How far did the industrial revolution adversely affect the lives of people in Britain?

Industrialisation transformed 19th century Britain from a predominantly agricultural to an industrialised and mechanised nation; this ‘workshop of the world’ resulted in the landscape changing with large numbers of factories and migration to vastly populated urban towns and cities. However, in the sense of defining ‘adversely’ as preventing the success or development of individuals in Britain, whilst for the working classes working conditions arguably adversely affected the lives of people in Britain through employers to place profit over workers’ interests allowing gender economic inequality to persist whilst living standards decline due to excessive strain on infrastructure, the industrial revolution arguably improved the lives of people in Britain. This is because it provided opportunities for self-made men of commerce to become economically successful through free-trade; this granted them the wealth to afford affluent and luxurious properties. Therefore, the industrial revolution did not adversely affect, but rather improved, the lives of people in Britain.

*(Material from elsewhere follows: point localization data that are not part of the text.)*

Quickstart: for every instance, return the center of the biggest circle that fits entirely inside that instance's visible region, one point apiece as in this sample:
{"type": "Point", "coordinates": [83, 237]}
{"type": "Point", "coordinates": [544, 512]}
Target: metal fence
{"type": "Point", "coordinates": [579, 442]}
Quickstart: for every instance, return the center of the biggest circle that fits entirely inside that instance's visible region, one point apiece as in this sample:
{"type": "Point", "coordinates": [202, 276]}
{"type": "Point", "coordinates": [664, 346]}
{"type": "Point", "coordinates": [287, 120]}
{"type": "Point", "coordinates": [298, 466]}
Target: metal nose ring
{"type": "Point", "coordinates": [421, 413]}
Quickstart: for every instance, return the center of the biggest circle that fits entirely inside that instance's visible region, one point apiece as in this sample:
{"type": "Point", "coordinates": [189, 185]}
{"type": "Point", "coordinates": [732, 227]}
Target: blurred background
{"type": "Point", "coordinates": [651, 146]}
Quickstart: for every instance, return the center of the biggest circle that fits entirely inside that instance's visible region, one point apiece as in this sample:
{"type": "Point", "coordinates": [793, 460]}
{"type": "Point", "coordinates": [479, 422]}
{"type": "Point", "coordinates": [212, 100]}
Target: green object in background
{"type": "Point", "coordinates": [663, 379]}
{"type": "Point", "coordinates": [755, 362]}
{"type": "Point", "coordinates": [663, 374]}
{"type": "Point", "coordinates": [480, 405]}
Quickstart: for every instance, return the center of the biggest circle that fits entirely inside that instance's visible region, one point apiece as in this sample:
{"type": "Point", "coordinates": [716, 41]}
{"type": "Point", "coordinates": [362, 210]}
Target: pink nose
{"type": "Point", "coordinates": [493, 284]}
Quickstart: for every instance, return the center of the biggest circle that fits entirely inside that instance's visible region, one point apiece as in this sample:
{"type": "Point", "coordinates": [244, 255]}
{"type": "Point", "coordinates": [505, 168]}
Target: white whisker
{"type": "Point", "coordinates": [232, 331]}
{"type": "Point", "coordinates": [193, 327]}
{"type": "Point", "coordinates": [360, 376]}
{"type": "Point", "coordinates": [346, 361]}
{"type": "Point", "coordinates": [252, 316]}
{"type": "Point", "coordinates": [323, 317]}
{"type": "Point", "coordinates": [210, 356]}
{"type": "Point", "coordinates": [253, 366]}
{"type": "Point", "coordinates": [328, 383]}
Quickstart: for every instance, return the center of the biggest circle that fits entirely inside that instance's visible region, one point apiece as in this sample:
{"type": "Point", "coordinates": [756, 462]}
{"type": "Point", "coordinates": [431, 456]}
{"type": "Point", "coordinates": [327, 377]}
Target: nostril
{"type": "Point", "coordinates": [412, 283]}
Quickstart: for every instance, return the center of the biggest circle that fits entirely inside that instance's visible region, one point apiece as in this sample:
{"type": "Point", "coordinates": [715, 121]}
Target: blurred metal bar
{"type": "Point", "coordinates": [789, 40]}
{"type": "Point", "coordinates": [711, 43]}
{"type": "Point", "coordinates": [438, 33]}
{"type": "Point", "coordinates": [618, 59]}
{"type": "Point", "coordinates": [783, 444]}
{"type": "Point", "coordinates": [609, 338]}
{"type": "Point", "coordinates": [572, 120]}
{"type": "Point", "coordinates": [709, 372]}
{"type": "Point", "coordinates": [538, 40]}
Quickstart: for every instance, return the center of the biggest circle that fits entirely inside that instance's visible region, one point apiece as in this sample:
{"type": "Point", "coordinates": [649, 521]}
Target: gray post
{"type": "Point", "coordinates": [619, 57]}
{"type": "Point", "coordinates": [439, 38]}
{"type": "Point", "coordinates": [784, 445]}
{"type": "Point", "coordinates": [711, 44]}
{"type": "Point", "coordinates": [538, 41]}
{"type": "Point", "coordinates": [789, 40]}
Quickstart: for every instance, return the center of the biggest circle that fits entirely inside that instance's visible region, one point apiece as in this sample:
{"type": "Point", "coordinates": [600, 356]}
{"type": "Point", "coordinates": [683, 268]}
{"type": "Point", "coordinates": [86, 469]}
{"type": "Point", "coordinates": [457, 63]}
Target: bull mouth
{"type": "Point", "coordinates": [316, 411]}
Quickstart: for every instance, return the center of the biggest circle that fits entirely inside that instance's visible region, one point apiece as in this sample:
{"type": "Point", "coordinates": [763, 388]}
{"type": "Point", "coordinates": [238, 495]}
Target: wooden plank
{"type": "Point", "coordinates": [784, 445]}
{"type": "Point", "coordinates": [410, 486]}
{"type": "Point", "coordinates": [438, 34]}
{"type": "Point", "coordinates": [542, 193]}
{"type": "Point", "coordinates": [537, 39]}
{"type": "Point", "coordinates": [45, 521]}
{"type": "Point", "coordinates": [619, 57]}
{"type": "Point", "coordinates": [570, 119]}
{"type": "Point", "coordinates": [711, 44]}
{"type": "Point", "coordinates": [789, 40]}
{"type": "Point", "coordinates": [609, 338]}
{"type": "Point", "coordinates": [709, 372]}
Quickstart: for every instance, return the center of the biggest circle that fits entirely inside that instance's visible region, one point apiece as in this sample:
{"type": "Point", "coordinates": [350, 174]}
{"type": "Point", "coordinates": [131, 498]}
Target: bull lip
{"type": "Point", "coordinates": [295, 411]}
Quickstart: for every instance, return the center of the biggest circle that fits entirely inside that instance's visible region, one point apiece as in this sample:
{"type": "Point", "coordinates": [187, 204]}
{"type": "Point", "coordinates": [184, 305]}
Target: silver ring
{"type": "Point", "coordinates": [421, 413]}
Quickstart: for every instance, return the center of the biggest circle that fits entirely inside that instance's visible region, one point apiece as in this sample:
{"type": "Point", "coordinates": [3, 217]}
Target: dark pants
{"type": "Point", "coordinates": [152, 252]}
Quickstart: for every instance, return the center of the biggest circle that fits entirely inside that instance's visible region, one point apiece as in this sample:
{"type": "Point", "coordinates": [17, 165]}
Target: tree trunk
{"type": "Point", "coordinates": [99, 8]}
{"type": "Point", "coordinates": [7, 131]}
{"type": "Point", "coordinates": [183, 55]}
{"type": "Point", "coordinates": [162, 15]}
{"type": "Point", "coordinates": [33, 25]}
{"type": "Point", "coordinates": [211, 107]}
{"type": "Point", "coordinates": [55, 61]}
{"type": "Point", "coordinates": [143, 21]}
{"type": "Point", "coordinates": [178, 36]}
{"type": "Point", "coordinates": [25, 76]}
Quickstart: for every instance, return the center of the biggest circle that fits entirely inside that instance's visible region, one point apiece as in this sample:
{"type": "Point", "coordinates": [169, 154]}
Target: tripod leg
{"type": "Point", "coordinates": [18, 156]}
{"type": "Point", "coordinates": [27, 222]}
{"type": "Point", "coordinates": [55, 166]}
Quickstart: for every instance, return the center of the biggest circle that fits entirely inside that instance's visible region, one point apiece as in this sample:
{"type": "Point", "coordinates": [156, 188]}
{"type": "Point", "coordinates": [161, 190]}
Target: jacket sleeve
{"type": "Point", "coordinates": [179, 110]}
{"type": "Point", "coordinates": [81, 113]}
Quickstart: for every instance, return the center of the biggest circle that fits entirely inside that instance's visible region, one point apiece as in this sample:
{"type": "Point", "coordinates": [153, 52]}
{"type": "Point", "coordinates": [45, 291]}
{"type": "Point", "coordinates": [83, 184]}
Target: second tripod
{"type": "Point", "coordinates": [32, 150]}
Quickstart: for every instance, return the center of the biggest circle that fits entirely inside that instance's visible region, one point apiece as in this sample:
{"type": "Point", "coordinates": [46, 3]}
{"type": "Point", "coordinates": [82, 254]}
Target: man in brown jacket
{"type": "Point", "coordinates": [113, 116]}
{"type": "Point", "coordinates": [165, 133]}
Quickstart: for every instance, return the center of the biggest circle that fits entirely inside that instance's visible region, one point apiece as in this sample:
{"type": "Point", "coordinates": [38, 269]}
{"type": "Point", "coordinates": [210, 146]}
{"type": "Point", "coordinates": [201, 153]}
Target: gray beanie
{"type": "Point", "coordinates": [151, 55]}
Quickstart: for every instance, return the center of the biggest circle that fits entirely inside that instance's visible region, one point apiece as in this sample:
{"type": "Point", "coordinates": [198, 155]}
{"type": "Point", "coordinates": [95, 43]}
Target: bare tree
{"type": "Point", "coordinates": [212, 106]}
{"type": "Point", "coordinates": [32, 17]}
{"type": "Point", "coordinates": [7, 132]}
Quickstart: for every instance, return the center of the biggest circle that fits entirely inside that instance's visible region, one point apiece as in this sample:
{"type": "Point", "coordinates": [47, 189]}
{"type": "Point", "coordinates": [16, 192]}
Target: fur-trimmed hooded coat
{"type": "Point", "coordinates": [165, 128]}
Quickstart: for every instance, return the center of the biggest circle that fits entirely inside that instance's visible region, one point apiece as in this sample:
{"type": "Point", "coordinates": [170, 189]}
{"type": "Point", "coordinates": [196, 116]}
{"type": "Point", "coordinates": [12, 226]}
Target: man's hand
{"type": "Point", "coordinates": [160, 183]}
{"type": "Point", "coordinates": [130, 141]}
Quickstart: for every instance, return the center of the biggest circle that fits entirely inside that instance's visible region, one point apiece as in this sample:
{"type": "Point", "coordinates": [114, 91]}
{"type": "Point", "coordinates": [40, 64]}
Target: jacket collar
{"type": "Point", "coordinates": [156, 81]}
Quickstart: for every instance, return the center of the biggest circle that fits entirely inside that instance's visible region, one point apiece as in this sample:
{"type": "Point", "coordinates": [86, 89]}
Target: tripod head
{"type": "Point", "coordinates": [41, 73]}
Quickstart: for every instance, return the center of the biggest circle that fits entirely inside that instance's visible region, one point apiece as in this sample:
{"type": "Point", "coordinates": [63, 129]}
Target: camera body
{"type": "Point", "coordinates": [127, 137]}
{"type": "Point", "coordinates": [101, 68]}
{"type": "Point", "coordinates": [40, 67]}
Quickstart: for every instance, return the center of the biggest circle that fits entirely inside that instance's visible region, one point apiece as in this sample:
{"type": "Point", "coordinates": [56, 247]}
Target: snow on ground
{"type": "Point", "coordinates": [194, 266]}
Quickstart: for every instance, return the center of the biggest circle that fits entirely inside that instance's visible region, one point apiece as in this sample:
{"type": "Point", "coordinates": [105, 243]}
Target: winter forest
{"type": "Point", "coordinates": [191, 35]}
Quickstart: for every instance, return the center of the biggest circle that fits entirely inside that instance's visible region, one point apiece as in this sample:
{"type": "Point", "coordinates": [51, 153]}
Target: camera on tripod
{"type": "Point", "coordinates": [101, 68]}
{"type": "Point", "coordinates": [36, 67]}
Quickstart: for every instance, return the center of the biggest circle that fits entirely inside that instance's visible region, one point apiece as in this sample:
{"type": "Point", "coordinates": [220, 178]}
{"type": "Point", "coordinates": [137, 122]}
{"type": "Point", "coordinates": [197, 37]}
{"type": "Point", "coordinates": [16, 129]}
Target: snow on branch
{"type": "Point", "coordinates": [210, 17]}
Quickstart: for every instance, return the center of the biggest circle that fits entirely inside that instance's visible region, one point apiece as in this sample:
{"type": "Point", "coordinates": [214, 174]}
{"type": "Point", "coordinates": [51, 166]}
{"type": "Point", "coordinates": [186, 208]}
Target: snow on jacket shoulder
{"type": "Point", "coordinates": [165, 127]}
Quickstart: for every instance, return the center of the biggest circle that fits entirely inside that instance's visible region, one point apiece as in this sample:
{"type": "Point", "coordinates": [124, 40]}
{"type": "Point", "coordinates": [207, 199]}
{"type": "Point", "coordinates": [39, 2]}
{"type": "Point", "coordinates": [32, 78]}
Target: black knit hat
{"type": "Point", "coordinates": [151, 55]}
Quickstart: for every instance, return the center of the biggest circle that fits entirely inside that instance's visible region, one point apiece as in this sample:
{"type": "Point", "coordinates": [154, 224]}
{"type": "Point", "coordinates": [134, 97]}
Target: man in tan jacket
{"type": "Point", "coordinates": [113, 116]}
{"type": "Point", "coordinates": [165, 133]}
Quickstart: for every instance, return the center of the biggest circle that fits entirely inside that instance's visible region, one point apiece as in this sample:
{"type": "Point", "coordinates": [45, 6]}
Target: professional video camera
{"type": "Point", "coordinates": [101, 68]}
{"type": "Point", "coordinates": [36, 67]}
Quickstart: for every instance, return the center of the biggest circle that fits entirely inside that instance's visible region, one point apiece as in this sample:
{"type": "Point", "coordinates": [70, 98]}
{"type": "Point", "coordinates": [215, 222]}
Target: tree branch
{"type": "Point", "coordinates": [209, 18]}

The emergence of the industrial middle class was the most significant feature of industrialisation; this is because it improved the lives of people in Britain by complicating a land-centred stratification that used land ownership to determine economic position; this therefore provided an alternative means of progressing in society through employment. This was significant in economically improving the lives of people in Britain by providing the opportunity for the ‘willing and motivated’ to pioneer economic development on a large scale; this consisted of self-made men of commerce who earnt their wealth from trades profiting from industrialisation’s expanding markets, and sought to apply the principle of economist Adam Smith’s ‘An Enquiry Into the Nature and Causes of the Wealth of Nations’ free trade; using profiteering to dominate the market alongside competitors. This was reflected by individuals such as Richard Arkwright; described as ‘truly revolutionary’ by columnist A.N Wilson, his creation of a water frame intervention that harnessed the power of water to spin yarn was primarily significant as its economic success enabled him to build a cotton mill on purchased land in Derbyshire’s Cromford, employing 300 workers; this extended further the north of England, building further mills powered by his water frame. Such an invention enabled Arkwright to end his life in 1792 with £500,000 and a knighthood bestowed in 1786; this was significant as it not only reflected a departure from his working class background, of where he previously could not afford education, to embody the self-made and commercially minded middle classes, but also represented the opportunities for huge wealth to be created within the dynamic environment that industrialisation promoted. Overall, the emergence of the middle classes was the most significant factor that reflected how industrialisation economically improved the lives of people in Britain; by providing the opportunity for self-made men of commerce to pioneer wealth from application of Smith’s free-trade to large-scale economic development, this was responsible for the emergence of an affluent and wealthy class founded upon newfound economic success therefore industrialisation did not economically adversely affect the lives of people in Britain. In order to provide a counter-argument to the question, other paragraphs could also include living conditions and working conditions within Victorian Britain.